No caso das Administrações Tributárias, a definição das metas de fiscalização também enfrenta esse problema. Afinal, o estabelecimento de metas, seja em termos de quantidade de fiscalizações executadas, seja em termos de valores lançados, acabam por induzir um foco em trabalhos cujos resultados podem ser medidos quantitativamente. Com metas estabelecidas dessa forma, o encerramento de uma ação fiscal sem resultado (isto é, sem lançamento de tributos) é visto como uma tragédia a ser evitada a todo custo.
O objetivo final de qualquer aparato de fiscalização, seja tributária ou não, é aumentar o que se chama de Percepção de Risco. A ideia subjacente a esse conceito é que, sendo impossível fiscalizar todos os contribuintes (no caso da fiscalização tributária), a fiscalização deve atuar de forma a tornar o risco de descumprir a lei (sonegar) maior do que o benefício com seu descuprimento. A relação é eminentemente qualitativa: maior Percepção de Risco é igual a aumentar o risco de sonegar em relação ao seu benefício. Não há números que exprimam com precisão tal relação. E isso significa dizer que, para uma análise a mais completa possível, deveriam ser levados em conta também elementos qualitativos.
Dentro desse espírito, uma ação fiscal encerrada sem resultado, mesmo que quantitativamente tenha valor nulo, qualitativamente pode ter grande significado em termos de ampliação da Percepção de Risco. Mas a ausência de indicadores qualitativos na avaliação dos resultados da fiscalização não é o único problema nesse modelo.
A situação piora ainda mais na medida em que o desempenho do servidor passa ser avaliado a partir do cumprimento ou não de metas individuais. A qualidade do trabalho, melhor dizendo, o “mérito” do servidor, resume-se a um número em uma planilha. Tem-se o pior dos mundos: suposta objetividade numérica com exacerbação da competividade em detrimento da cooperação.
Como todo método macaquista, a utilização de metas numéricas e individuais baseada na experiência da iniciativa privada é claramente equivocada, quando não mesmo contraproducente. Parâmetros qualitativos necessariamente devem fazer parte da análise de desempenho de qualquer órgão público, em todos os seus níveis.
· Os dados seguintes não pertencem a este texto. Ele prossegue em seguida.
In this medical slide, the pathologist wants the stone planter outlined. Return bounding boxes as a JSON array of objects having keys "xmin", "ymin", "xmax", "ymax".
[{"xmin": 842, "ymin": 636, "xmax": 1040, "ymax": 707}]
E isso vale especialmente para as Administrações Tributárias, visto que as métricas típicas, como os números de fiscalizações (meta individual) e o aumento de arrecadação (meta institucional), têm seus limites. Enquanto essa última encontra limite no que a própria sociedade aceita pagar em termos de tributos, a primeira não garante de forma automática que se atinja uma maior percepção de risco.
Felizmente as instituições públicas, Administrações Tributárias incluídas, têm sido cada vez mais cobradas quanto à sua transparência e eficiência. Os recursos públicos são escassos, e é dever dos administradores e servidores públicos apresentarem à sociedade o resultado do seu trabalho. Essa nova forma de ver o Serviço Público necessariamente precisa estar acompanhada de uma nova visão administrativa da coisa pública. O erro que tem sido cometido é simplesmente “macaquear” métodos aplicados na iniciativa privada, sem sopesar aquilo que pode ou não dar resultados em ambientes onde equações simples como “Receita – Despesa” não existem.
Não se nega que a experiência já secular da Administração privada possa trazer importantes insumos para o debate. O que se refuta veementemente é a triste prática do Macaquismo Administrativo, que, a bem da verdade, é sintoma da ainda incipiente cultura da Administração Pública voltada para o cidadão. Está na hora de parar com a involução representada pelo Macaquismo, e de avançar o pensamento administrativo no âmbito do serviço público.